Herdenschutzhund
Der Herdenschutzhund ist ein großer und kräftiger Hund, der für den Schutz und die Verteidigung der ihm anvertrauten Herde gegen Mensch und Tier gezüchtet wird.[1]
Beschreibung
Zum Zusammenhalten der Herde, dem Hüten, verwenden Hirten kleine und wendige Hunde, die als Hütehunde bezeichnet werden. Diese Hunde können aber keine großen Raubtiere wie Wölfe vertreiben und sind daher selbst gefährdet. Diese Aufgabe übernehmen die Herdenschutzhunde, wobei einige Rassen von Herdenhunden sich nicht immer eindeutig den Hüte- oder Herdenschutzhunden zuordnen lassen, weil sie die Herde hüten und schützen, wie der Deutsche Schäferhund. Die Aufteilung der Aufgaben ist besonders in gebirgigen Gegenden mit einem begrenzten Nahrungsangebot für Raubtiere zu beobachten, die dort auch bewachte Ziegen und Schafe angreifen. Bei der Fédération Cynologique Internationale (FCI) sind die Herdenschutzhunderassen deshalb überwiegend unter der Sektion der Berghunde zu finden.

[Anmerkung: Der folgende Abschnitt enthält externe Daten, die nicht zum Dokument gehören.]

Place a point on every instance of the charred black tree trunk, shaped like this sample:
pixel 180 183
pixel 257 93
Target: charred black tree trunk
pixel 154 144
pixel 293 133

Herdenschutzhunde werden innerhalb einer Nutzviehherde geboren und wachsen dort auf. Die permanente Nähe zu Nutztieren und Artgenossen ist die Grundvoraussetzung für ihren späteren Einsatz als Herdenschutzhund. Viele Herdenschutzhunde verbringen viel Zeit allein mit der Herde. Sie sind von den Hirten weitgehend unabhängig und auch unbeobachtet. Das setzt einen selbstbewussten Hund voraus, der zu eigenständiger Arbeit fähig ist.[2][3]
Besonders deutlich zeigt sich das Schutzverhalten der Herdenschutzhunde in der Dämmerung sowie in der Nacht, da dies die bevorzugten Zeiten der Beutegreifer sind. Das Schutzverhalten und die ausgeprägten, scharfen Sinne, die den Hund jederzeit registrieren lassen, was in seiner näheren und weiteren Umgebung geschieht, sind weitgehend genetisch fixiert.
Schutz- und Territorialverhalten
Ein starkes Schutz- und Territorialverhalten gehören zu den herausragenden Eigenschaften des Herdenschutzhundes. Grundsätzlich wird alles Fremde innerhalb seines Territoriums zurückhaltend und misstrauisch betrachtet und bei dem geringsten Anflug einer Gefahr für die Herde verjagt, wobei die Strategie dieser Hunde eher in der defensiven Abwehr liegt. Das Territorium des als Familienhund gehaltenen Herdenschutzhundes umfasst für gewöhnlich nicht nur das mit dem Gartenzaun abgesteckte eigene Grundstück, sondern auch das weitere sichtbare Umfeld sowie häufig besuchte Plätze und Spazierwege.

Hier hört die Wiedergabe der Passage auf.